In erster Instanz folgte das Landgericht München I dieser Sichtweise und verurteilte die Verwendung der Siegel als wettbewerbswidrig. Das Gericht betonte, dass die optische Gestaltung der Siegel sowie deren Wortwahl suggerierten, dass es sich um ein neutrales Gütesiegel handele. Insbesondere das Wort „TOP“ in Kombination mit einer offiziellen, plakativ wirkenden Darstellung könne falsch verstanden werden, so das Urteil.

OLG München bewertet Siegel als journalistische Empfehlung

Das OLG München hob diese Entscheidung nun auf und ließ die Verwendung der Auszeichnungen wieder zu. Die Richter argumentierten, dass ein durchschnittlich informierter Verbraucher sehr wohl zwischen einem journalistischen Empfehlungssystem und einem amtlichen Prüfzeichen unterscheiden könne. Bereits das Layout und die Platzierung des FOCUS-Logos mache deutlich, dass es sich um eine Empfehlung des Magazins handle.
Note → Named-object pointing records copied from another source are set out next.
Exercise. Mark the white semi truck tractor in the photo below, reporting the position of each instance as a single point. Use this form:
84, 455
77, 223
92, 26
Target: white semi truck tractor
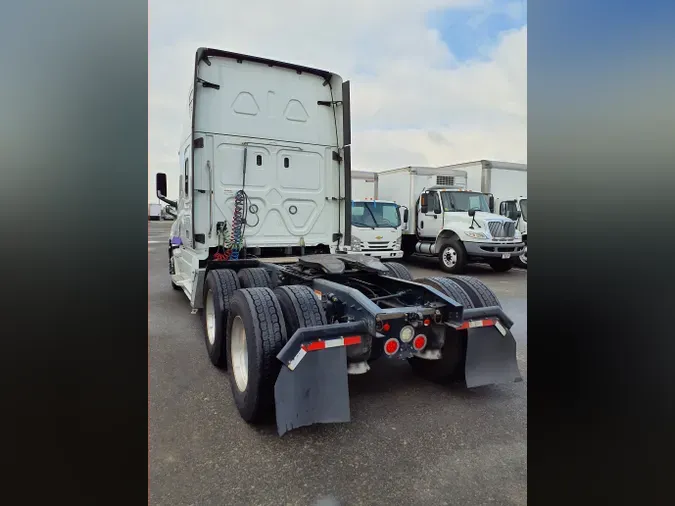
505, 184
263, 208
451, 221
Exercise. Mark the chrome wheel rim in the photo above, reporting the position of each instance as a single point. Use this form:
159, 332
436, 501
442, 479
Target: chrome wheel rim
449, 257
239, 353
210, 310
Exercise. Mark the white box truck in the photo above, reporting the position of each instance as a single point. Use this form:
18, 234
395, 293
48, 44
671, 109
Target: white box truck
506, 183
449, 219
376, 224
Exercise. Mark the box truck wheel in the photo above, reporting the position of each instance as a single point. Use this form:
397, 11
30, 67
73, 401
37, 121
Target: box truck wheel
453, 257
397, 270
218, 290
252, 277
256, 334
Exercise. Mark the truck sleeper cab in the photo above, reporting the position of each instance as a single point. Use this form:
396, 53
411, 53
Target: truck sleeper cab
289, 330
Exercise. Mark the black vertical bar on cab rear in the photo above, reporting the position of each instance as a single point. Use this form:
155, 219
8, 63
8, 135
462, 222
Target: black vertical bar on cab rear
348, 195
347, 140
346, 114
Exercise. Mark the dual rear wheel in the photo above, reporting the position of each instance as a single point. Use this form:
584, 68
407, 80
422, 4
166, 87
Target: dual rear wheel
246, 327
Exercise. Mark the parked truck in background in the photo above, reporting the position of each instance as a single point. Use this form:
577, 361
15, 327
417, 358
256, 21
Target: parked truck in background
450, 219
154, 212
505, 184
376, 224
265, 169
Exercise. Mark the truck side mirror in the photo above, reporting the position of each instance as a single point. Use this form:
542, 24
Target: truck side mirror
160, 184
424, 204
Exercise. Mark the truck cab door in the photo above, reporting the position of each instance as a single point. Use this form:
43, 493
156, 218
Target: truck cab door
430, 214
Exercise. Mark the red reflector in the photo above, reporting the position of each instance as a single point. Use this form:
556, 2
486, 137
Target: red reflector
352, 340
391, 346
419, 342
476, 323
316, 345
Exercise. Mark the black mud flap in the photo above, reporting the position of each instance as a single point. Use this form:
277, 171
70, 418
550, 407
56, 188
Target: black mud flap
316, 391
490, 357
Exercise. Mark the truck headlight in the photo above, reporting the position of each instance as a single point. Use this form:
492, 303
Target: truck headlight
476, 235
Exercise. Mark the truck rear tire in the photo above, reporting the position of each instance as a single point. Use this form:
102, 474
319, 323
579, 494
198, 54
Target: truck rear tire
452, 257
254, 277
501, 265
300, 307
256, 334
480, 294
397, 270
449, 287
218, 289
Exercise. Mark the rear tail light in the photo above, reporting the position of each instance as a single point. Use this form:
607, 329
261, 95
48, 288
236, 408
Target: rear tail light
391, 346
420, 342
407, 333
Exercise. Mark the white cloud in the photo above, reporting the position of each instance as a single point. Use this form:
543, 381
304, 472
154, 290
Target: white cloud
413, 103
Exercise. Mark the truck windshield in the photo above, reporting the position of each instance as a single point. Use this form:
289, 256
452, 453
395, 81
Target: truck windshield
463, 201
375, 215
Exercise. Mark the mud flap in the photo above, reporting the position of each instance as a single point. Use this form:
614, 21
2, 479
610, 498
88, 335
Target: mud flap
490, 358
316, 391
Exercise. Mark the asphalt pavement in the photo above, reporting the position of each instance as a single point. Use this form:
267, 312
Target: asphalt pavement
410, 442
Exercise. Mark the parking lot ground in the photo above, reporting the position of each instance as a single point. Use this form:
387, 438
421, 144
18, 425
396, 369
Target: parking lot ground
410, 442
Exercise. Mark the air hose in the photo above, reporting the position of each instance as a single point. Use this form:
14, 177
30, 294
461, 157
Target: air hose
233, 244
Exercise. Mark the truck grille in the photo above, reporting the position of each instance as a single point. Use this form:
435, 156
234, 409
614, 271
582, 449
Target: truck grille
502, 229
375, 245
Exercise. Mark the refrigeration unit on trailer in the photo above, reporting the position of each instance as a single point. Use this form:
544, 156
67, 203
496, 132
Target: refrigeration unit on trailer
505, 183
376, 224
364, 185
450, 220
265, 171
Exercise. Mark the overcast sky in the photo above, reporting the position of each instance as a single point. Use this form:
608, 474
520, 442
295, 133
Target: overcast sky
433, 81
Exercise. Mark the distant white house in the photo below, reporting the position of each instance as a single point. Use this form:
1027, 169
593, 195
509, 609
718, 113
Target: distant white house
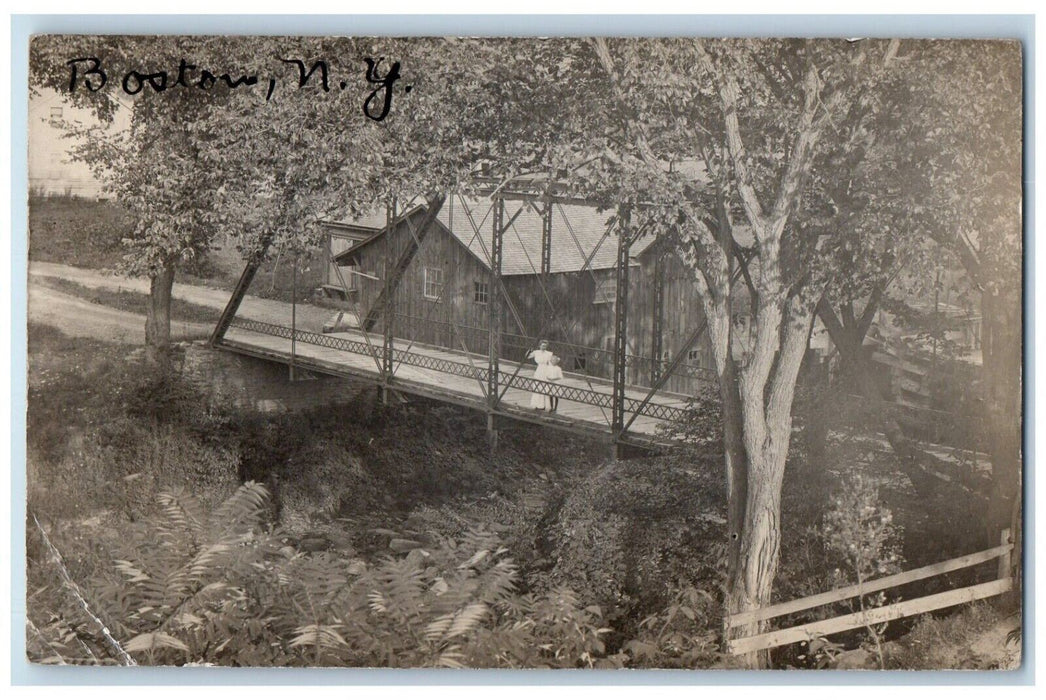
51, 168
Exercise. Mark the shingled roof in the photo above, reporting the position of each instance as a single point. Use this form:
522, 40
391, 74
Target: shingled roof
577, 230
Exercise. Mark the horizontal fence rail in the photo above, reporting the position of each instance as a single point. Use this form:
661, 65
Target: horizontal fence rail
1002, 584
567, 392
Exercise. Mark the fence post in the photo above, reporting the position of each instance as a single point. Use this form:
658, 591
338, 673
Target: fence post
1005, 559
620, 328
494, 322
294, 313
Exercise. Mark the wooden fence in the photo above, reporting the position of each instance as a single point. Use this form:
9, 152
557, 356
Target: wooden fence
1001, 584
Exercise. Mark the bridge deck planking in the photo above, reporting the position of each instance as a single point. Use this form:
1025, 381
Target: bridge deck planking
458, 389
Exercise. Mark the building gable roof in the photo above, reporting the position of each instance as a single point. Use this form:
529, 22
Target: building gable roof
578, 232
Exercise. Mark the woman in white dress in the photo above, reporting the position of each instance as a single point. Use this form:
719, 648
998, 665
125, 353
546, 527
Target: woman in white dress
542, 356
Zudem sei es im Medienbereich gängige Praxis, Ärzteempfehlungen zu veröffentlichen – ähnlich wie es auch andere Zeitungen und Magazine, beispielsweise der „Stern“ oder die „FAZ“, regelmäßig tun. Derartige Empfehlungen seien in der Gesellschaft bekannt und würden nicht als objektive Qualitätsprüfung missverstanden, sondern als journalistische Einschätzung.

Auch der Umstand, dass der Bewertungsprozess sowohl objektive als auch subjektive Komponenten enthält, ändere laut OLG nichts an der grundsätzlichen Rechtmäßigkeit der Siegelvergabe. Der Verbraucher gehe nicht davon aus, dass medizinische Leistungen vollständig objektiv bewertet werden können – genau dies spiegele sich auch in der Darstellung der Siegel wider.

Keine Irreführung – Urteil stärkt rechtliche Klarheit

Somit entschied das OLG München, dass keine Irreführung im Sinne des Gesetzes gegen den unlauteren Wettbewerb vorliegt. Die Nutzung der Siegel ist weiterhin zulässig. Für Ärztinnen und Ärzte in Rheinstetten bedeutet das, dass sie entsprechende Auszeichnungen weiterhin in ihrer Außendarstellung einsetzen können, ohne rechtliche Konsequenzen befürchten zu müssen – solange klar erkennbar bleibt, dass es sich um eine Empfehlung eines Medienhauses und kein amtliches Prüfsiegel handelt.

Praktische Bedeutung für Verbraucher und Unternehmen

Für Verbraucher bedeutet dies, dass Siegel wie „TOP MEDIZINER“ eher als eine Orientierungshilfe denn als objektiver Qualitätsnachweis zu sehen sind. Wer auf der Suche nach einer fachlich empfehlenswerten Arztpraxis ist, kann die Auszeichnungen als Anhaltspunkt nutzen – sollte sich jedoch bewusst sein, dass diese auf redaktionellen Recherchen und auch auf subjektiven Meinungen beruhen.

Für Unternehmen – auch außerhalb des Gesundheitssystems – zieht das Urteil klare Grenzen: Redaktionelle Empfehlungen dürfen verwendet werden, sofern kein irreführender Eindruck entsteht. Wer jedoch Äußerungen trifft, die eine objektive Prüfung oder Zertifizierung suggerieren, benötigt belastbare Fakten als Grundlage.